Although we cannot directly adjust for all of these variables, we believe to have addressed a significant part of the expected effect of between-group differences in lifestyle-related factors by including income and education as proxy variables in our regression analyses. Using prescription medications, such as diabetic and antihypertensive drugs, as proxies for diseases at baseline would have been a reasonable addition to our project. However, since we already adjusted for the effects of comorbidity at baseline using hospital-registered diagnoses, we do not expect that this addition would have a substantial effect on our HRs or the interpretation of our results. Medication causing gastrointestinal bleeding, such as anticoagulants, could influence the risk of a positive gFOBT and would be relevant to adjust for in a multivariate regression model. The only available source for prescription medication when addressing our topic retrospectively is the Danish Medical Statistics Register, which began registering prescriptions in 1994, almost 10 years after our baseline. We were therefore not able to obtain this information. We did, however, adjust for the presence of diseases or conditions that may cause gastrointestinal bleeding at baseline, which should address some of the expected effects on the risk of positive gFOBT. Future prospective studies exploring the associations presented here should address the consumption of relevant drugs as a potential confounding factor. Clinical trials investigating the association between lifestyle factors and f-Hb are needed.

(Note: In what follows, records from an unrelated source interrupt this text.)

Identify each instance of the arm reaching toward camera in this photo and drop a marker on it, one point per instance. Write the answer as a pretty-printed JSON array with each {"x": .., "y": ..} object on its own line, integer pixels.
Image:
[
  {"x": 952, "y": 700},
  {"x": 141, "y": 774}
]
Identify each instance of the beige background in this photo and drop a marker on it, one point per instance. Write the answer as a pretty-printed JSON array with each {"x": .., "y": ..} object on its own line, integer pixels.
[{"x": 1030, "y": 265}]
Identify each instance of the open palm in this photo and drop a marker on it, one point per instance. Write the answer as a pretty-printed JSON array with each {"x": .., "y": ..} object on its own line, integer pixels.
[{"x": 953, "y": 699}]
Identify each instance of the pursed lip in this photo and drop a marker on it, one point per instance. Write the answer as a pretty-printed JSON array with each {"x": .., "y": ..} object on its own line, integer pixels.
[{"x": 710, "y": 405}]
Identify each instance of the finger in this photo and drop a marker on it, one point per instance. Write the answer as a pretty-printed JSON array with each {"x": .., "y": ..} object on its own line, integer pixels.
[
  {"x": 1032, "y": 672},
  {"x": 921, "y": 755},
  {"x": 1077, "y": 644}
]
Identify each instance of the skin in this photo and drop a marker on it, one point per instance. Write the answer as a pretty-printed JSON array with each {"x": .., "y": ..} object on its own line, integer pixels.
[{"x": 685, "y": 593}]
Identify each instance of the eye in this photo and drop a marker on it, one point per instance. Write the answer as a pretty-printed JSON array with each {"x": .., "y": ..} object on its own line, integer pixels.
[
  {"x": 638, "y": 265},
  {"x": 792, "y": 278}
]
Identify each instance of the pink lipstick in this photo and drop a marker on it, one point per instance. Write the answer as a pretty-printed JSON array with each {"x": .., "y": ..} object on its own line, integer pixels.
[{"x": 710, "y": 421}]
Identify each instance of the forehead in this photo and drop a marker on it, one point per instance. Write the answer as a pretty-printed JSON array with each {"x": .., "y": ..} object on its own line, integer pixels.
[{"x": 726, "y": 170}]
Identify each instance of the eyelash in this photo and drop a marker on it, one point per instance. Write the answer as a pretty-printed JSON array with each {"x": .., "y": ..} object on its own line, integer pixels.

We have a proportion of missing data on educational registrations. We believe that this may result from the lack of registrations in the early years of the register and, in part, the age of the participants at register creation. This was addressed by completing our analysis without these participants, and it was found that it only significantly affected mortality from respiratory disease. The FIT has gradually replaced the gFOBT, which sees little clinical application today. This somewhat limits the direct translation of our results regarding modern CRC screening programs. However, due to the FIT being a recent addition to screening, obtaining a long-term follow-up using a FIT-positive population was not possible, and the gFOBT remains our best alternative.

5. Conclusions

We conducted what is, to our knowledge, the most extensive follow-up in a randomized CRC screening population, with more than three decades of follow-up time. We found a modest association between f-Hb measured by the gFOBT and death from several causes other than CRC. Our results indicate that f-Hb may reflect a (patho-) physiological state more prone to morbidity and mortality, reflected by a higher risk of death from other cancers than CRC, as well as endocrine, hematological, cardiovascular and digestive diseases. Limitations include a lack of information on diet, lifestyle, body mass index and prescription medication. Studies to clarify the role of f-Hb and its association with specific diseases are needed.